In this project, we evaluate the minimal concentrations of Ga necessary to eliminate bacteria. In collaboration with Prof. Patrica dos Santos, we use B. subtilis as a gram-positive bacteria model that may be applied to other more infectious varieties of microorganisms. We use ICP OES to determine Ga concentrations absorbed by the microorganisms, which will eventually help us better understand the mechanisms involved in Ga efficiency as an antimicrobial agent.
Laser Pointer Tungsten Coil Atomic Fluorescence Spectrometry for Trace Metal Analysis
In this project we use a simple blue laser pointer as radiation source to promote atomic fluorescence and eventually determine trace level concentrations of metals in different samples. The idea is to build a low cost, portable instrument powered by a small battery and based on a tungsten coil atomizer extracted from commercially available microscope light bulbs. The handheld system may then be easily transported to the field for in situ analyses.
Improving Accuracy in ICP-MS Determinations by the Interference Standard Method
Inductively coupled plasma mass spectrometry (ICP-MS) has become one of the most useful tools in modern analytical chemistry. Because of a single combination of high sensitivity and multi-element capabilities, this method has been successfully used in the most diverse fields. Despite all this success, a critical limitation prevents ICP-MS from reaching its full potential. Since it was proposed as a sensitive method for trace element determinations, problems related to spectral interferences have hindered ICP-MS’ application to complex matrices. Most instruments are based on quadrupole mass analyzers (ICP-QMS), which are less expensive, but present a relatively low resolution. Thus, severe interferences caused by spectral overlap either from concomitant isotopes or polyatomic ions make it difficult the application of ICP-QMS to some elements.
A new approach to minimizing spectral interferences in ICP-QMS determinations has recently been proposed by our group in collaboration with Prof. Joaquim Nóbrega of the Federal University of São Carlos, in Brazil.

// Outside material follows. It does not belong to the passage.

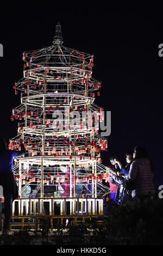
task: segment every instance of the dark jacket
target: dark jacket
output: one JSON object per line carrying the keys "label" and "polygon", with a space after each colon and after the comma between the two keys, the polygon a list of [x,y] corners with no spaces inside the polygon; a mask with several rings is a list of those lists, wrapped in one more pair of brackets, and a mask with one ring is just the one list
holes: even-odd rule
{"label": "dark jacket", "polygon": [[155,194],[153,174],[150,161],[147,158],[136,159],[133,162],[128,178],[131,181],[135,181],[135,188],[132,191],[132,197]]}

The interference standard (IFS) method is based on the hypothesis that interfering polyatomic ions and plasma naturally occurring species (IFS) present similar behaviors in the plasma. Thus, by dividing the analytical signal (analyte plus interfering ion) by the IFS signal, one can minimize the contribution of the interfering species to the overall analytical signal and improve ICP-QMS accuracy. The IFS method was applied to different samples and it has been shown effective even for some severely affected analytes such as 28Si+ and 32S+. It is simple and inexpensive since no instrumental modification or introduction of gases into the system are required.
In this project, we evaluate new IFS species to improve ICP-MS accuracy in applications dealing with different complex matrices. We also seek to better understand the mechanisms responsible for the IFS method efficiency.